In “Over Time” Deford doesn’t do his usual rant about big-time college football and men’s basketball; he simply announces his conclusions, that these sports are “a complete fraud, a fountain of deceit” and the last bastion of hypocrisy. Even the Olympics have decided to admit professional athletes. He mentions almost in passing that “Shameful amateur servitude still exists only in the United States, in college football and basketball, where coaches make millions and colleges make millions and television makes millions and sportswriters make a good living… and the players make nothing except on the cheat.”
Deford also insists that Americans never will join the rest of the globe in being mad for soccer. In fact, he says, soccer matters entirely too much in many countries. Since they don’t have five other sports to turn to, there is a nationwide depression if their team loses.
No worries here though. Even though American kids are raised by soccer moms, as soon as they reach the age of free will they abandon that sport and take up a sport in which they are allowed to use their hands, “those most exquisite, divinely human instruments that God gave us to separate us from the beasts of the field.”
Aside from all these opinions, this is also the story of Deford’s life and of the changes in sports and sportswriting in America in the last 60 years.

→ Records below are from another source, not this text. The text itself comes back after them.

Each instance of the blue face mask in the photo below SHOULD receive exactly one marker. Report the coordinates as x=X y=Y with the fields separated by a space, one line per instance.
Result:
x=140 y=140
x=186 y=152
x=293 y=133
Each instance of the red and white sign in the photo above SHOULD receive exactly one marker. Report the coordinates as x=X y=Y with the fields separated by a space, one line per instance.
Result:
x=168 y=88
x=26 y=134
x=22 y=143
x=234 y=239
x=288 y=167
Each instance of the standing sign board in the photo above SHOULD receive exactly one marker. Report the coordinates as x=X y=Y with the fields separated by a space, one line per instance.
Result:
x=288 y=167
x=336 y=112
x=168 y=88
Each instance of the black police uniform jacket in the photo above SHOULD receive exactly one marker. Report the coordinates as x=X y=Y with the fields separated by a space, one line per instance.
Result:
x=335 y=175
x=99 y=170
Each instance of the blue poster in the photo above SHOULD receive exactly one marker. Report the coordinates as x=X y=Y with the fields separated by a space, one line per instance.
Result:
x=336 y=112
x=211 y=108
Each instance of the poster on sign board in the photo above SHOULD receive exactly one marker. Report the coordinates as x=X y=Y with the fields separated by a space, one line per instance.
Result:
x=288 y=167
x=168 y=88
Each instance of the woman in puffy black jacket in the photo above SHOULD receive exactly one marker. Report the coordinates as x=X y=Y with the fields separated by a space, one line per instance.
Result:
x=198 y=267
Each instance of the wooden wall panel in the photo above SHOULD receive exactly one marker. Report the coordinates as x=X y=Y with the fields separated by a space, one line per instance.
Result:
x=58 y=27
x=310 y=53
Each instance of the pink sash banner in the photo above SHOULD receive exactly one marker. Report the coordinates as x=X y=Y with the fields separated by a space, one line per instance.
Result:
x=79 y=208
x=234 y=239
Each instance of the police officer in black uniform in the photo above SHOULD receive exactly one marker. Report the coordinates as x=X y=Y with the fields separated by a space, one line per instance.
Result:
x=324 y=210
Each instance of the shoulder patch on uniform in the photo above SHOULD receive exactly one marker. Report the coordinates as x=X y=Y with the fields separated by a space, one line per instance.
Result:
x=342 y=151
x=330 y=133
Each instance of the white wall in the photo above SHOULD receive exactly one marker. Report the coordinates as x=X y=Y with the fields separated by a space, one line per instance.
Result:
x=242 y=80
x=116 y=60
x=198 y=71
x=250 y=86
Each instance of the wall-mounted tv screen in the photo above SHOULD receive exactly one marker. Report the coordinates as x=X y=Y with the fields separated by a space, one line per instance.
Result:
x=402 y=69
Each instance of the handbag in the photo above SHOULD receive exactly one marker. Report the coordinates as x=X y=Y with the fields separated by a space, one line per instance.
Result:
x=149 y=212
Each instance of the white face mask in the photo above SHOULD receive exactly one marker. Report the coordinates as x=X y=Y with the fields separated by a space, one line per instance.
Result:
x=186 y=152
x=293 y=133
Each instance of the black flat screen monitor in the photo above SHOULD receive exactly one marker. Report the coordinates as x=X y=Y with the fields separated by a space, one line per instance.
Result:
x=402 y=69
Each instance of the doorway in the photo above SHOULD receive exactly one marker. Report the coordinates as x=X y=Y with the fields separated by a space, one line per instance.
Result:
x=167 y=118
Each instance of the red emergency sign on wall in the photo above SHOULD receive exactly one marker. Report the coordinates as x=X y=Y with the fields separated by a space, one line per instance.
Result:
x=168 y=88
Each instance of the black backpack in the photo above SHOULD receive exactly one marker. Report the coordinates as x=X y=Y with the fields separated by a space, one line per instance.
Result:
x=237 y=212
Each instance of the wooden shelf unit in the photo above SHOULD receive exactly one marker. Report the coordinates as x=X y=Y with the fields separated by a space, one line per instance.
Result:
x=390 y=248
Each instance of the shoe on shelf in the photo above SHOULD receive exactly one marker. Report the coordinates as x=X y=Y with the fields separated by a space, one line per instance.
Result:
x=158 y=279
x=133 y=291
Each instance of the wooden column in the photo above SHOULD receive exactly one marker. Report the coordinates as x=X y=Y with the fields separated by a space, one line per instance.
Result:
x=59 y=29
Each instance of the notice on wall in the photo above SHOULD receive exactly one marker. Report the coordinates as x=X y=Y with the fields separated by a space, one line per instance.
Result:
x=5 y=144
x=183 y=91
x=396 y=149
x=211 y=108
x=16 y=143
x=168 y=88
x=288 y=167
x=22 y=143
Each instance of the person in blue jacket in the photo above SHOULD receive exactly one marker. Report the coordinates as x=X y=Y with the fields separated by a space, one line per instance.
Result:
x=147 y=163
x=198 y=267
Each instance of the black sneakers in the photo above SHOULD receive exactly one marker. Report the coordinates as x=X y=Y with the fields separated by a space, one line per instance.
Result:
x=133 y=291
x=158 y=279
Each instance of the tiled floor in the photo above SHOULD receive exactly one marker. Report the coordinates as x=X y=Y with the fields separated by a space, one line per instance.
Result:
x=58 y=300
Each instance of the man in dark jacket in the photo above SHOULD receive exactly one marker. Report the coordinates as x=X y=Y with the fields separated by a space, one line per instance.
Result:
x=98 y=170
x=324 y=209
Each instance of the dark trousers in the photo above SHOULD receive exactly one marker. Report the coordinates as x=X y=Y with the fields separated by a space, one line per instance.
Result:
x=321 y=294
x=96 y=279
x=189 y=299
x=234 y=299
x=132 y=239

He was raised in Baltimore, started Princeton in 1957, where he played basketball, and spent most of his career with “Sports Illustrated.”
Several chapters describe the 60’s at “Timeink,” an environment recently depicted on TV in “Mad Men”: lots of drinking and camaraderie. His career at “Sports Illustrated” got off to a great start when he was able to predict successfully that an unknown fellow Princetonian, Bill Bradley, would be a huge star, and followed that up with the first story on Bobby Orr, the great Boston Bruins defenseman. Deford was hailed as more than a keen observer; he was a seer.
Deford does spend a little time castigating people he met along the way that he really dislikes. These include the boxing promoter Don King and the comic Rodney Dangerfield, with whom Deford did TV beer commercials.
Deford laments that Wilt Chamberlain undid himself by writing that he had slept with 20,000 different women.
Among the sportswriting community Deford praises Grantland Rice, Ring Lardner, Mark Kram, Dan Jenkins, Red Barber and many others.
But Deford believes the whole profession is in decline. Sportswriters used to write about the game. Now fans have seen it live on TV or in highlights and had it analyzed for them right afterwards. So writers write about the players, personalities and other “exotica.” And the players have become increasingly wary. Some are flawed humans; others are real role models.
Among a host of personalities he has known, one stands out for special admiration. His friend the tennis champion Arthur Ashe, who contracted HIV-AIDS from a blood transfusion, was, Deford insists, one of the best-natured, bravest, most talented, human beings who ever lived: “No athlete was ever so mourned.”